My journey to Muhoroni...

Friday, January 22, 2010

School is school almost for free


Class, are you happy? Yes! Maria is going to teach you. Are you happy? Yes! She told me she wants to be your friend. Are you happy? Yes! She will take you to Slovakia. Are you happy? Yes!
Well, a happy class of happy children indeed...

The children at the elementary school in Muhoroni are not as rude as the Slovak ones but they can be. They imitate my voice, my accent, repeat sentences after me or shout at me. I can see there are some rascals too.
Almost as if in Slovak nationalist´s dream: on Friday morning at eight o´clock we start by hanging up the flag and singing the anthem. Kenyan anthem is beautiful. In the context of the country that is fragmentated into tribes it does not give the impression of nationalism as much as of unity.

Kenya has had free education for 7 years now. Recently Britain has stopped its support because 100 million shillings disappeared just like that.
 

„Your parents are untidy. Tell your parents that if you don´t come to school in your uniforms on Monday, you can turn around and walk back home.“
„Your parents just don´t care!“
„Where are your socks?“
„This is not the colour of our uniform!“
„If you come in these shoes again you will have to take them off at the gate and walk barefoot for the rest of the day.“

There are several elementary schools in Muhoroni. This one has 840 children. There are 30 to 60 children in each class. Three or four share one desk. The school has 18 teachers. 19 with me.

35-minute lesson. 40 children. 5 classbooks. That
is some challenge.

Some children walk to school for about an hour. Sometime after six o´clock in the evening you can see them walking back home to Koguta or Menara Village.

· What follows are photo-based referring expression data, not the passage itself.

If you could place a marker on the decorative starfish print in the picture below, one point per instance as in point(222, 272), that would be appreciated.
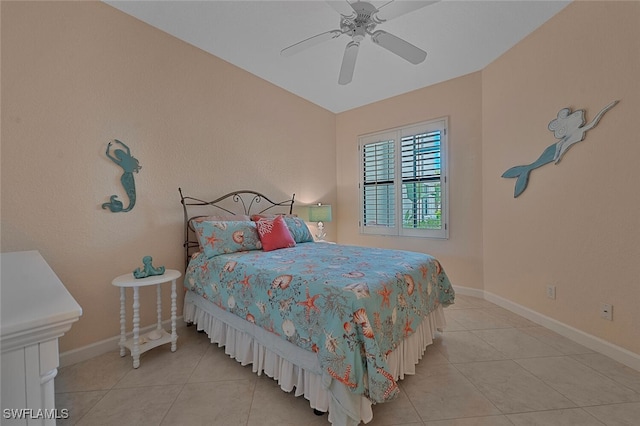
point(407, 327)
point(310, 303)
point(212, 240)
point(344, 379)
point(392, 385)
point(245, 281)
point(385, 293)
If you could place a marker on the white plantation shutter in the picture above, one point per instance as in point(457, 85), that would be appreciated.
point(403, 181)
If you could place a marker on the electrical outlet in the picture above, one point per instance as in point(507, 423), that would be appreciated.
point(551, 291)
point(606, 311)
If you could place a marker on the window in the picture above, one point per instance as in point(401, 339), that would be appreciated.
point(403, 184)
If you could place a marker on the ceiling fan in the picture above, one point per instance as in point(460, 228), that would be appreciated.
point(358, 19)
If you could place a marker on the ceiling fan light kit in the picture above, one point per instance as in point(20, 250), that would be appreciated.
point(358, 19)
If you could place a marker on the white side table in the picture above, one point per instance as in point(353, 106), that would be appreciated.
point(157, 337)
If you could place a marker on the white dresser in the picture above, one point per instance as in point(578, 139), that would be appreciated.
point(36, 309)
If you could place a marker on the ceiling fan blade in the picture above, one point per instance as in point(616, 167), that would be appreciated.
point(396, 45)
point(311, 41)
point(343, 7)
point(348, 62)
point(396, 8)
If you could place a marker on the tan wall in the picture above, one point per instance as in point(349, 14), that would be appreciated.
point(76, 75)
point(577, 225)
point(461, 101)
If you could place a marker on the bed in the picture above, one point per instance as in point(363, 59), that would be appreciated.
point(337, 324)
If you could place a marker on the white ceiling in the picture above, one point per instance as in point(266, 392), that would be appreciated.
point(459, 36)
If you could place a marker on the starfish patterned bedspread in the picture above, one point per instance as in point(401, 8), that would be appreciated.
point(351, 305)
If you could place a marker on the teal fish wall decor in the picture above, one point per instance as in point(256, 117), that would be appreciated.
point(148, 270)
point(129, 164)
point(569, 127)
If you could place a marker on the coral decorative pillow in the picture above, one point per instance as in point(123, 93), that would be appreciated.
point(274, 234)
point(220, 237)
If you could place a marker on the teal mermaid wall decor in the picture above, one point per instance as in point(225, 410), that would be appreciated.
point(148, 270)
point(129, 164)
point(569, 127)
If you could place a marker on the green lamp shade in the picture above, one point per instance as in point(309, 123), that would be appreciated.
point(320, 213)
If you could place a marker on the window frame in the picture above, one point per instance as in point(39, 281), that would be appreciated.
point(395, 136)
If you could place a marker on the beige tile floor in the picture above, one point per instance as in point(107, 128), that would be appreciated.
point(490, 367)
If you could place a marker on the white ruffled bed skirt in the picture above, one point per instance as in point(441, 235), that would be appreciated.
point(298, 369)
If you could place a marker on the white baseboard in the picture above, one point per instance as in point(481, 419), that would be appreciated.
point(594, 343)
point(620, 354)
point(111, 344)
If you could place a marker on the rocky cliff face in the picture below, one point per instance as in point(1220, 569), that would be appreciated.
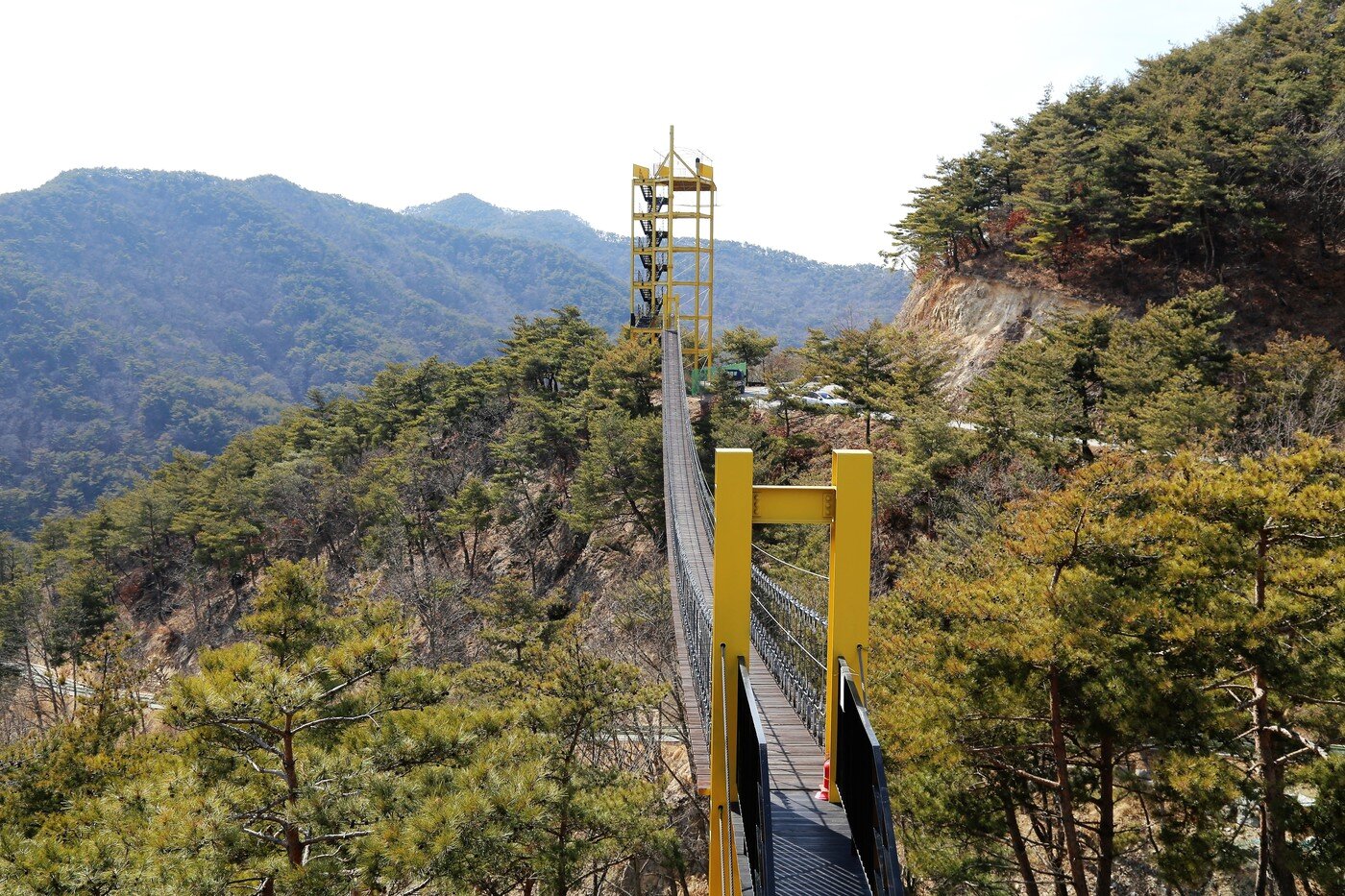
point(982, 314)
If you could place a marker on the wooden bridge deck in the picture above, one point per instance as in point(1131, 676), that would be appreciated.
point(813, 855)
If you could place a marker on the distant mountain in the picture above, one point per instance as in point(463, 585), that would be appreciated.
point(144, 309)
point(777, 292)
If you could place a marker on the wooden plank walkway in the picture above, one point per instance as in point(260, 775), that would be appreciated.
point(811, 837)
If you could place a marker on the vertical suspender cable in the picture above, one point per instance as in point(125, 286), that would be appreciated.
point(728, 788)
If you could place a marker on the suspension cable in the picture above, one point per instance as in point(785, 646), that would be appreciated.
point(790, 635)
point(723, 821)
point(786, 563)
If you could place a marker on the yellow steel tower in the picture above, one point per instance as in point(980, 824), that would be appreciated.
point(672, 254)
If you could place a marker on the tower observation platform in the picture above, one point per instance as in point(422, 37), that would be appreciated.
point(672, 252)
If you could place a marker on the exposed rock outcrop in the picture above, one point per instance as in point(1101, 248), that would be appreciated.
point(979, 315)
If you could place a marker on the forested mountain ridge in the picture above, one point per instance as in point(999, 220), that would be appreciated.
point(143, 311)
point(773, 291)
point(1220, 163)
point(436, 607)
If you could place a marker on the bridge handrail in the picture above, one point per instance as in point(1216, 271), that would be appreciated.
point(698, 620)
point(753, 779)
point(793, 641)
point(863, 785)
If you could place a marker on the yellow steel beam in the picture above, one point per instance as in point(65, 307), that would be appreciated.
point(730, 638)
point(794, 503)
point(847, 593)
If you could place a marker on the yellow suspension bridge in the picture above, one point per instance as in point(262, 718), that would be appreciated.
point(770, 688)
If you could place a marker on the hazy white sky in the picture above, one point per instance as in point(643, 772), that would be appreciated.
point(819, 116)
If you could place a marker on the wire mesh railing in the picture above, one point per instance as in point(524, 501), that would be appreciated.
point(698, 621)
point(793, 642)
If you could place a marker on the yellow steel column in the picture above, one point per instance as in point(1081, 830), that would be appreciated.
point(730, 638)
point(847, 613)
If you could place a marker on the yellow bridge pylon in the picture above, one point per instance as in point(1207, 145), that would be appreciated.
point(846, 506)
point(672, 254)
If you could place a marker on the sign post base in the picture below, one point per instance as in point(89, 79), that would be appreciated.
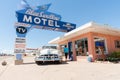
point(18, 62)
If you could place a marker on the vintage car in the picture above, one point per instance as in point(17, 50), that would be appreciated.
point(48, 56)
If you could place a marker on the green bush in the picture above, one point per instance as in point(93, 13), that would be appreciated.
point(114, 57)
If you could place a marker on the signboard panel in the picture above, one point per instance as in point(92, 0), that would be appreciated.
point(20, 40)
point(46, 23)
point(20, 45)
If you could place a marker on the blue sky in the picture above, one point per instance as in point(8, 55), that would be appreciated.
point(74, 11)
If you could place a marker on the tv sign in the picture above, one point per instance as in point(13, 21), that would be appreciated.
point(40, 18)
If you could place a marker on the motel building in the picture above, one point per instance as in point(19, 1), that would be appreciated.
point(90, 39)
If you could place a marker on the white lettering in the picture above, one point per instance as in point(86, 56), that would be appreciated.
point(27, 19)
point(44, 21)
point(37, 20)
point(56, 24)
point(50, 23)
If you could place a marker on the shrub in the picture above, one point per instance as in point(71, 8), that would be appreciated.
point(114, 57)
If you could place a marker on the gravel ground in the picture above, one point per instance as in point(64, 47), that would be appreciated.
point(75, 70)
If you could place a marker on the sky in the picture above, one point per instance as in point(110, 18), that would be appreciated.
point(78, 12)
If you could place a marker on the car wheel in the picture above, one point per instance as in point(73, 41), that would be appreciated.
point(39, 62)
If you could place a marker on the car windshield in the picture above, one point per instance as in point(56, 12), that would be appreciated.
point(49, 51)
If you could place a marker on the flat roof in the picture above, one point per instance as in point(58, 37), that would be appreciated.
point(88, 27)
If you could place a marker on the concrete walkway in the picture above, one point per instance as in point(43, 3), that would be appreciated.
point(78, 70)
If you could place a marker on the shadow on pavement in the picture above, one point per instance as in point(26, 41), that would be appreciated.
point(28, 63)
point(51, 63)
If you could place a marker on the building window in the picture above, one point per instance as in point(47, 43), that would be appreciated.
point(81, 47)
point(117, 44)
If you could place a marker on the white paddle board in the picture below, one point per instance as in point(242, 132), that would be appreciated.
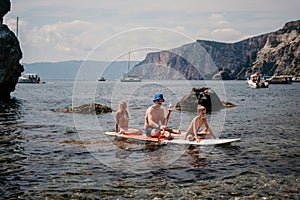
point(177, 139)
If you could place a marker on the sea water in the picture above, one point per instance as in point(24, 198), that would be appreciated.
point(46, 154)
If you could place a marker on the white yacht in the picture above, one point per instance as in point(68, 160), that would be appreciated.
point(29, 78)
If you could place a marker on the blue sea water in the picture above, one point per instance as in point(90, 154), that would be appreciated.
point(46, 154)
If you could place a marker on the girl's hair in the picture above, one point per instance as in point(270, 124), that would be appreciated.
point(200, 107)
point(121, 103)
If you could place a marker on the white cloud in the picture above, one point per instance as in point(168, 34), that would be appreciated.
point(226, 34)
point(62, 30)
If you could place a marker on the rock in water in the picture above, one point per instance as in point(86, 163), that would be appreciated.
point(4, 8)
point(88, 109)
point(201, 95)
point(10, 56)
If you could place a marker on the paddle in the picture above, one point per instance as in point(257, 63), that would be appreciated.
point(166, 121)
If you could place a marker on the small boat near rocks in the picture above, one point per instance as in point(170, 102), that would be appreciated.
point(257, 81)
point(29, 78)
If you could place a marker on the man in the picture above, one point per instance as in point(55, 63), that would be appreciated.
point(154, 118)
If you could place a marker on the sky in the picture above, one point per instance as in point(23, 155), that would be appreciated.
point(56, 30)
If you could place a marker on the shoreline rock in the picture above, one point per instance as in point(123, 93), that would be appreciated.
point(204, 96)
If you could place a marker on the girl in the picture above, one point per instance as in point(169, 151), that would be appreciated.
point(192, 132)
point(122, 120)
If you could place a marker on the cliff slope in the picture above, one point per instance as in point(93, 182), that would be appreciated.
point(276, 52)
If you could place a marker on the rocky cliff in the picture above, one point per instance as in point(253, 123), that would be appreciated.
point(10, 56)
point(276, 52)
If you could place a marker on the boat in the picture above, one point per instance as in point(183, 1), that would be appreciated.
point(178, 139)
point(257, 81)
point(130, 78)
point(296, 79)
point(29, 78)
point(127, 78)
point(283, 79)
point(101, 79)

They don´t give lunch at school. The children have an hour and 20 minutes to get home. A neighbour´s girl is going to cook lunch together with her sister. Another one goes to the neighbour´s because Menara is too far away.
A 4-year-old girl is walking down the street. Her brother who is about 2 years older than her walks 10 meters ahead of her. I walked with her because we had the same way. Then I notified the boy that he had a sister there. A boy that is not even of school age needs to take responsibility. There is a nice road to school, right next to our hospital. It is a shortcut through the field. No one shouts at me and I can be alone for a while.
„Did you come through the shortcut to school? We try to teach the children that they should walk through the gate.“
I understand. An inner sigh. No more shortcuts.

They call me „sister“. They think I am a nun. I don´t mind. It works as a self-defence course.
In the afternoon the children were practising some dancing. They will dance and play drama about Mao Forest. It is a reservation where people started to live, they cut out the trees and now after years they started to move them out and they are planting trees. It is a big political case.
There is a poster on the wall saying „no sexual harrasment at school“. Unfortunately, it should hang in every classroom. A teacher went to a training about sexual abuse of children at schools. 15-year old girls get pregnant because they carry their teacher´s books home. I haven´t seen a student that would dare disobey the teacher. He has great authority. In every area, it seems.

I teach two lessons of religion a week. Eastern and western 6th grade. That is instead of 6A and 6B.
Apart from that I teach a 15-year-old girl to read. She is repeating the 3rd grade. And I also teach an 8-year-old boy to read from the very beginning. Those are simple yet miraculous things. To learn how to riddle the bugs we put in words and books.